Second, we are elucidating mechanisms by which HIV-1 reverse transcriptase (RT) acquires resistance to RT inhibitors. We have identified eight novel mutations in the C-terminal connection and RNase H domains of RT that substantially enhance NRTI and NNRTI resistance. Current genotypic and phenotypic studies only analyze the N-terminal domains of RT for drug resistance and do not include the C-terminal domains. However, our studies indicate that it is important to include the C-terminal  
connection and RNase H domains in future genotypic and phenotypic analyses of drug resistance. The improved genotypic and phenotypic assays might predict antiviral drug resistance more accurately and would lead directly to the development of new clinical protocols designed to improve drug choice in salvage therapy. Our specific research aims are to further define the role of the C-terminal connection and RNase H domains of RT in antiviral drug resistance in subtype B as well as non-B subtypes of HIV-1.  
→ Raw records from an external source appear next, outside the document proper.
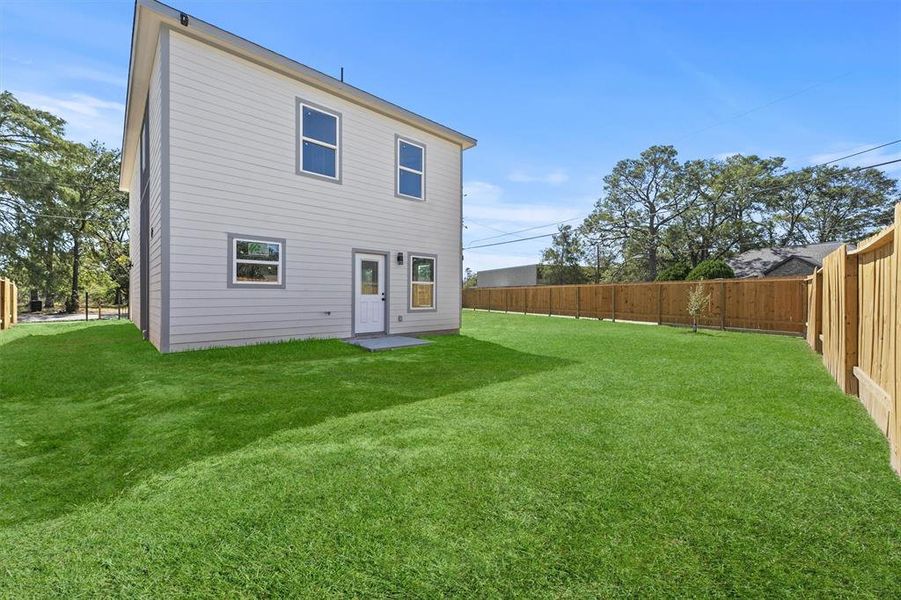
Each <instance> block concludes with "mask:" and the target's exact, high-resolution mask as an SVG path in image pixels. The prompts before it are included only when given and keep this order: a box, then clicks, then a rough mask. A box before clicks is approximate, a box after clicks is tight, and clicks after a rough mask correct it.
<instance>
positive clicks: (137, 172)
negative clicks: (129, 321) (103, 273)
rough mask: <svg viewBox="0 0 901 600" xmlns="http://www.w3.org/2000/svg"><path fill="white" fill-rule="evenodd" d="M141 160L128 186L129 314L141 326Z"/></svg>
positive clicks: (136, 324) (134, 167) (137, 163)
mask: <svg viewBox="0 0 901 600" xmlns="http://www.w3.org/2000/svg"><path fill="white" fill-rule="evenodd" d="M140 164H141V161H140V160H136V161H134V166H133V168H132V175H131V185H130V186H129V188H128V240H129V244H128V258H129V260H130V261H131V268H130V269H129V272H128V315H129V318H130V319H131V322H132V323H134V324H135V325H137V326H138V327H140V324H139V321H140V318H141V244H140V243H139V240H140V235H141V188H140V183H139V180H140Z"/></svg>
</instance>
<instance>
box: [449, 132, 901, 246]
mask: <svg viewBox="0 0 901 600" xmlns="http://www.w3.org/2000/svg"><path fill="white" fill-rule="evenodd" d="M898 141H901V140H898ZM899 162H901V158H896V159H895V160H887V161H885V162H881V163H877V164H874V165H866V166H862V167H855V168H853V169H850V171H849V172H850V173H856V172H857V171H863V170H865V169H874V168H876V167H883V166H885V165H892V164H895V163H899ZM824 164H828V163H824ZM816 166H817V167H821V166H823V165H816ZM786 185H790V184H782V185H777V186H773V187H769V188H763V189H761V190H757V191H756V192H755V193H760V192H767V191H771V190H777V189H780V188H783V187H786ZM570 220H571V221H572V220H573V219H570ZM552 235H555V234H553V233H546V234H544V235H535V236H531V237H526V238H518V239H515V240H507V241H504V242H494V243H493V244H481V245H479V246H467V247H466V248H463V249H464V250H472V249H475V248H488V247H491V246H504V245H506V244H515V243H517V242H527V241H529V240H537V239H539V238H545V237H550V236H552Z"/></svg>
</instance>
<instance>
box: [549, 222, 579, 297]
mask: <svg viewBox="0 0 901 600" xmlns="http://www.w3.org/2000/svg"><path fill="white" fill-rule="evenodd" d="M551 239H552V243H551V245H550V247H548V248H546V249H545V250H544V252H543V253H542V256H541V266H542V272H543V276H544V280H545V282H546V283H550V284H563V283H583V282H584V281H585V272H584V270H583V269H582V266H581V265H580V263H579V260H580V259H581V257H582V243H581V239H580V237H579V232H578V231H577V230H576V229H573V227H572V226H571V225H560V226H559V227H558V229H557V233H556V234H554V236H553V237H552V238H551Z"/></svg>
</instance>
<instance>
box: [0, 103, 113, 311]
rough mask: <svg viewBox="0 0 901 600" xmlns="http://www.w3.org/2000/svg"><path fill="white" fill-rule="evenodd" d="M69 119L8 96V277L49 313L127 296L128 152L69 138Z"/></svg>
mask: <svg viewBox="0 0 901 600" xmlns="http://www.w3.org/2000/svg"><path fill="white" fill-rule="evenodd" d="M65 125H66V123H65V121H64V120H62V119H60V118H59V117H57V116H55V115H53V114H51V113H49V112H46V111H42V110H38V109H36V108H32V107H30V106H28V105H26V104H24V103H22V102H20V101H19V100H17V99H16V97H15V96H14V95H13V94H12V93H10V92H8V91H4V92H2V93H0V273H3V275H4V276H6V277H8V278H10V279H12V280H13V281H15V282H16V283H17V284H18V286H19V289H21V290H27V291H28V295H29V298H30V300H32V301H34V300H42V301H43V304H44V306H45V307H47V308H53V307H55V306H57V305H59V304H60V303H61V304H62V305H63V306H64V308H65V310H67V311H69V312H73V311H76V310H78V309H79V304H80V298H81V297H82V295H83V293H84V292H85V291H89V292H90V293H91V294H92V296H97V297H99V298H100V299H103V300H105V301H107V302H111V301H113V300H114V297H115V296H116V295H118V294H122V295H127V290H128V275H129V268H130V265H129V260H128V196H127V194H124V193H122V192H120V191H119V189H118V188H119V164H120V153H119V150H117V149H111V148H107V147H106V146H105V145H104V144H102V143H100V142H97V141H94V142H92V143H90V144H81V143H78V142H74V141H72V140H69V139H66V136H65Z"/></svg>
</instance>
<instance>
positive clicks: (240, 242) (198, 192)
mask: <svg viewBox="0 0 901 600" xmlns="http://www.w3.org/2000/svg"><path fill="white" fill-rule="evenodd" d="M475 143H476V141H475V140H474V139H472V138H470V137H468V136H465V135H463V134H461V133H458V132H457V131H454V130H453V129H450V128H448V127H445V126H443V125H440V124H438V123H435V122H434V121H431V120H429V119H426V118H424V117H422V116H419V115H417V114H415V113H413V112H410V111H408V110H405V109H403V108H401V107H399V106H396V105H394V104H392V103H390V102H387V101H385V100H382V99H381V98H378V97H376V96H373V95H372V94H368V93H366V92H364V91H362V90H359V89H357V88H355V87H353V86H350V85H347V84H346V83H343V82H342V81H340V80H338V79H335V78H333V77H329V76H328V75H325V74H323V73H320V72H318V71H316V70H314V69H311V68H309V67H307V66H304V65H302V64H300V63H297V62H295V61H293V60H290V59H288V58H285V57H284V56H281V55H279V54H276V53H275V52H272V51H269V50H266V49H265V48H262V47H260V46H258V45H256V44H254V43H252V42H249V41H247V40H245V39H243V38H240V37H238V36H236V35H233V34H231V33H228V32H226V31H223V30H221V29H219V28H217V27H214V26H212V25H209V24H208V23H204V22H203V21H200V20H198V19H196V18H194V17H193V16H189V15H185V14H183V13H181V12H179V11H178V10H176V9H173V8H170V7H168V6H166V5H163V4H160V3H158V2H155V1H153V0H138V1H137V3H136V8H135V20H134V30H133V34H132V47H131V65H130V68H129V78H128V99H127V106H126V112H125V131H124V136H123V142H122V171H121V175H120V187H121V189H122V190H123V191H127V192H129V196H130V204H129V207H130V221H131V229H130V239H131V262H132V271H131V289H130V302H131V307H132V310H131V314H132V318H133V319H134V320H135V322H136V324H137V325H138V327H139V328H140V329H141V330H142V331H143V332H144V335H145V336H146V337H147V338H148V339H149V340H150V341H151V342H152V343H153V344H154V345H155V346H156V347H157V348H158V349H159V350H160V351H162V352H169V351H178V350H185V349H192V348H204V347H210V346H224V345H240V344H250V343H258V342H269V341H277V340H286V339H295V338H309V337H317V338H326V337H331V338H349V337H354V336H359V335H367V334H372V335H377V334H379V333H394V334H401V333H403V334H415V333H424V332H454V331H457V330H459V327H460V308H461V306H460V302H461V294H460V286H461V279H462V276H461V256H462V247H461V239H462V224H461V216H462V189H461V188H462V153H463V151H464V150H466V149H468V148H471V147H473V146H474V145H475Z"/></svg>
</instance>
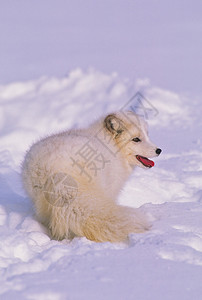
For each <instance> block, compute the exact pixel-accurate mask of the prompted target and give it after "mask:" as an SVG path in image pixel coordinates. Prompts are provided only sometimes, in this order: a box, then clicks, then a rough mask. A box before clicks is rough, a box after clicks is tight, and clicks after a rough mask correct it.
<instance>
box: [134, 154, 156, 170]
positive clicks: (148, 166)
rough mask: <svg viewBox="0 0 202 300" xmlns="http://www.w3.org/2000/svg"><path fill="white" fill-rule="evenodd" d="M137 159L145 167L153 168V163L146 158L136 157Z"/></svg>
mask: <svg viewBox="0 0 202 300" xmlns="http://www.w3.org/2000/svg"><path fill="white" fill-rule="evenodd" d="M137 159H138V160H139V161H141V162H142V163H143V164H144V165H145V166H147V167H149V168H151V167H153V166H154V162H153V161H152V160H150V159H148V158H146V157H143V156H140V155H137Z"/></svg>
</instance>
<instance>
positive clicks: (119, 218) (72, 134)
mask: <svg viewBox="0 0 202 300" xmlns="http://www.w3.org/2000/svg"><path fill="white" fill-rule="evenodd" d="M160 153H161V149H159V148H157V147H156V146H155V145H154V144H153V143H152V142H151V141H150V140H149V138H148V134H147V125H146V122H145V121H144V120H143V119H142V118H140V117H139V116H138V115H136V114H135V113H134V112H131V111H126V112H116V113H111V114H109V115H107V116H105V117H103V118H100V119H99V120H98V121H96V122H95V123H93V124H91V125H90V126H89V127H88V128H84V129H72V130H67V131H64V132H61V133H58V134H54V135H51V136H49V137H46V138H44V139H42V140H40V141H39V142H37V143H36V144H34V145H33V146H32V147H31V149H30V150H29V151H28V152H27V154H26V156H25V159H24V162H23V165H22V180H23V184H24V188H25V190H26V192H27V194H28V196H29V197H30V198H31V199H32V201H33V203H34V206H35V209H36V215H37V218H38V220H39V221H40V222H42V223H43V224H45V225H46V226H47V227H48V229H49V230H50V234H51V236H52V238H55V239H58V240H61V239H64V238H69V239H72V238H73V237H75V236H79V237H82V236H85V237H86V238H87V239H90V240H92V241H96V242H105V241H110V242H121V241H126V240H127V237H128V234H129V233H141V232H144V231H146V230H148V229H149V227H150V225H149V222H148V220H147V218H146V216H144V215H142V214H141V213H140V212H139V211H138V209H134V208H131V207H125V206H121V205H118V204H117V198H118V195H119V193H120V190H121V189H122V187H123V186H124V184H125V182H126V181H127V179H128V178H129V176H130V174H131V173H132V171H133V170H134V168H135V167H136V166H139V167H143V168H151V167H153V166H154V162H153V161H152V160H149V159H148V157H154V156H158V155H159V154H160Z"/></svg>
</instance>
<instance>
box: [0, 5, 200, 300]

Third, we are exploring the in vivo mechanisms of reverse transcription by using a novel quantitative strand-specific amplification (SSA) technology that we recently developed. We are using the SSA method to measure the rates of viral DNA synthesis in activated primary CD4+ T cells and macrophages, the target cells of HIV-1 infection. We are studying the mechanism of discontinuous plus-strand DNA synthesis and the influence of RT inhibitors on the kinetics of reverse transcription, providing insights into their mechanisms of inhibition. The SSA technology provides a novel approach to analyzing DNA replication processes and may facilitate the development of new antiretroviral drugs that target specific steps in HIV-1 reverse transcription.